A balanced waveform, such as the TL494 is intended to produce, can drive a GDT without worrying about coupling capacitors. This approach is used here:
http://myweb.msoe.edu/williamstm/Images/Tubescope_Supply2.png
and in most commercial power supplies. Note: a shorting-mode GDT is used to provide turn-off current to the bipolar transistors used in cheap power supplies. It wouldn't be a bad idea to do the same for MOSFETs, either.

Totem pole outputs (including TL598, UC3525, etc.) may be capable of driving a GDT directly; beware that these chips are bipolar, so the saturation voltage of 1-2V causes a step offset during dead time, which can push MOSFETs past threshold when they're supposed to be off.

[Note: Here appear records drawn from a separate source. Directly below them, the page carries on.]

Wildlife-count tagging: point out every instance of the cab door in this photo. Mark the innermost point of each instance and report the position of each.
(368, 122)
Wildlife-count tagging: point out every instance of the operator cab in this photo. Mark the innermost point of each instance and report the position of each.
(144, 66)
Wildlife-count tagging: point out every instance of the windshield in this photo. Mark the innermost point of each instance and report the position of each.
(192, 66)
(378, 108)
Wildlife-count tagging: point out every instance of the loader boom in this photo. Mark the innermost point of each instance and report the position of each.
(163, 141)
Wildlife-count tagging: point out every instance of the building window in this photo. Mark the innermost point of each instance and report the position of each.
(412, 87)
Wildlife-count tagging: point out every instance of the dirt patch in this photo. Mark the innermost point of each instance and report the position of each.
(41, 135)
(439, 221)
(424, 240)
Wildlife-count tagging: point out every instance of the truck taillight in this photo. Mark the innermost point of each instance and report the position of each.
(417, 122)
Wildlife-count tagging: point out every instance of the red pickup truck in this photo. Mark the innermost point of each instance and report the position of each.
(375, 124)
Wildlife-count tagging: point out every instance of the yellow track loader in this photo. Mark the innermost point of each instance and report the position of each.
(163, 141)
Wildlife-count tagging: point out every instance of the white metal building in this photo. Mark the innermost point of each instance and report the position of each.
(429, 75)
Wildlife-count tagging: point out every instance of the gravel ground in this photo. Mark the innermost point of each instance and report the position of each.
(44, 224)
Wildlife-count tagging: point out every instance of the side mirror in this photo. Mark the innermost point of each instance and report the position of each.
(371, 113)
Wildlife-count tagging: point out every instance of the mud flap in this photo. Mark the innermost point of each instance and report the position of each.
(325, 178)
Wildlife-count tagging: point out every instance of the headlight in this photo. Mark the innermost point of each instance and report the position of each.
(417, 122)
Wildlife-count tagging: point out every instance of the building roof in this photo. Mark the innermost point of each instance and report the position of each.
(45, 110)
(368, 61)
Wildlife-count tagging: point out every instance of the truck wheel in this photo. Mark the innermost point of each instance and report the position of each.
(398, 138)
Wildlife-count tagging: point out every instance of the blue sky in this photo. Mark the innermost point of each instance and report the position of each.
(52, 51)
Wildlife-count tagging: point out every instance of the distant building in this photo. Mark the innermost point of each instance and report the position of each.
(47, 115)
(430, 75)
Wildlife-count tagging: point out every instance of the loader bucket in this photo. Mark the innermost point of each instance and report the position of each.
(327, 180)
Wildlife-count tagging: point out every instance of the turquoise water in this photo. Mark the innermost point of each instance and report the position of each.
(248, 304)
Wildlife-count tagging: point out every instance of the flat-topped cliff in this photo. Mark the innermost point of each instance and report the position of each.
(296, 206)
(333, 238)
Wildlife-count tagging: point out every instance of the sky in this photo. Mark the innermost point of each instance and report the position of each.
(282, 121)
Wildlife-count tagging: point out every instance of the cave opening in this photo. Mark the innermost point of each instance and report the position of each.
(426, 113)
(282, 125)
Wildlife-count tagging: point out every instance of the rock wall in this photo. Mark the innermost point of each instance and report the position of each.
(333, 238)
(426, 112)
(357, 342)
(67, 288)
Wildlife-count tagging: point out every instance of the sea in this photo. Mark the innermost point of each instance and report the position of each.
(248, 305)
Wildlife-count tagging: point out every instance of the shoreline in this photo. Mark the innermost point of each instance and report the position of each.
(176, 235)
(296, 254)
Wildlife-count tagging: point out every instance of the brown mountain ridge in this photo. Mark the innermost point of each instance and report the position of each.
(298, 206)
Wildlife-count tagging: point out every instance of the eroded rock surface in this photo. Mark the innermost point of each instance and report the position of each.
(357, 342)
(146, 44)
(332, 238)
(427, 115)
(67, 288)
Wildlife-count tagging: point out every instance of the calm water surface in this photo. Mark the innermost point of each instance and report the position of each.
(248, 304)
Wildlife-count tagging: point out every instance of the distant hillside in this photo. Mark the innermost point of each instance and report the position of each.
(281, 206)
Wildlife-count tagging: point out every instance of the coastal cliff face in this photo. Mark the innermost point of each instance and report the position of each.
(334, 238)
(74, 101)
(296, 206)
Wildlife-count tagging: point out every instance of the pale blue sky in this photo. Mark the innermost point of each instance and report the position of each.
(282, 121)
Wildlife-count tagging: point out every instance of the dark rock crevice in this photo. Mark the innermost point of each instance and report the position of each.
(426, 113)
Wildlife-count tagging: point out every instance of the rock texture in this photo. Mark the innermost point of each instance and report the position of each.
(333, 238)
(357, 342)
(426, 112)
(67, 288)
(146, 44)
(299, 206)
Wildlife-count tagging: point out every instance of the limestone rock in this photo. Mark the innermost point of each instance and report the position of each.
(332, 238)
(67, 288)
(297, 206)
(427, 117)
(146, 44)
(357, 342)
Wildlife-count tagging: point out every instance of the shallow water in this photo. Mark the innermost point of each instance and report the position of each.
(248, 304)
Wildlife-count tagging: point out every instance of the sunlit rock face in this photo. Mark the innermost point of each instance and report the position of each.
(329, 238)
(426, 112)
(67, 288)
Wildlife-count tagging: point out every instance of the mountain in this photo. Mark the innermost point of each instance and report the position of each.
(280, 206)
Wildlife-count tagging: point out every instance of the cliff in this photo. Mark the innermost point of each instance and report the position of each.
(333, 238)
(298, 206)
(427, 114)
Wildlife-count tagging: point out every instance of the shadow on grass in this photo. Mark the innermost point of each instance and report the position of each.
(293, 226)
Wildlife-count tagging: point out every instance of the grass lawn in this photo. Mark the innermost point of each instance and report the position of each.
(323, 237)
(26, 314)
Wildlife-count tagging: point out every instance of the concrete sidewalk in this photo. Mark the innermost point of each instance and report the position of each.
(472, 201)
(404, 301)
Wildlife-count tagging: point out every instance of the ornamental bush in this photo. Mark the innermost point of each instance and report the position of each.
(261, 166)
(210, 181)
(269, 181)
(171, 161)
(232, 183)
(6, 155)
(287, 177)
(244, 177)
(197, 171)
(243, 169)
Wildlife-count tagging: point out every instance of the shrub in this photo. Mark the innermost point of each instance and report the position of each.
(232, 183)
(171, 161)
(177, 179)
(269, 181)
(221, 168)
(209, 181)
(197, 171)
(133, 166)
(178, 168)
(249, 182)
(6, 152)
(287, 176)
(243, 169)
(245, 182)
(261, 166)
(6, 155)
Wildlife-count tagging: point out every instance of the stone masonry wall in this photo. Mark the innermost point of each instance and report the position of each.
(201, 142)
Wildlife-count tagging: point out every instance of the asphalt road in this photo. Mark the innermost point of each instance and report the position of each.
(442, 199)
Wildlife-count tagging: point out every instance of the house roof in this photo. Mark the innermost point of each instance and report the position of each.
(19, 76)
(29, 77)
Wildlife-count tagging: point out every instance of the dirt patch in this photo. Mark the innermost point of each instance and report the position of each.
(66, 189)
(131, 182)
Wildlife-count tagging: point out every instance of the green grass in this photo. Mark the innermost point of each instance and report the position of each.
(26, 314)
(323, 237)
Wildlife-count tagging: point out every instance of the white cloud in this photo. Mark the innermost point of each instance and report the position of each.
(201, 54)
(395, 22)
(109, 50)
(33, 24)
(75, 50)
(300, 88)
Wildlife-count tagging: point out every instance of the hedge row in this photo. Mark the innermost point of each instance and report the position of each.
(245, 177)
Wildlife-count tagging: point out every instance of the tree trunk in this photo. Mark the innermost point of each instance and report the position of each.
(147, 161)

This costs efficiency, or worse, might make power output uncontrollable.

Unfortunately, I don't know of any CMOS-output voltage mode controllers. For that, you'll have to follow a TL494 by a gate driver like TC4432. Cheap complementary dual MOSFETs can also be used.

Tim
 
Thanks a lot for the schematic, it helped. I managed to get some decent drive from that ATX power supply transformer. At low voltage everything checked out okay, but unfortunately when i connected the thing to mains it worked for a couple seconds then both MJE13009s blew up.

I'll have to check for any unwanted spikes, perhaps some snubbers are in order. With their 400v Vceo rating and 230v mains, the 13009s are working close to the limit even if all is well, so i'm quite sure it's spikes that killed them.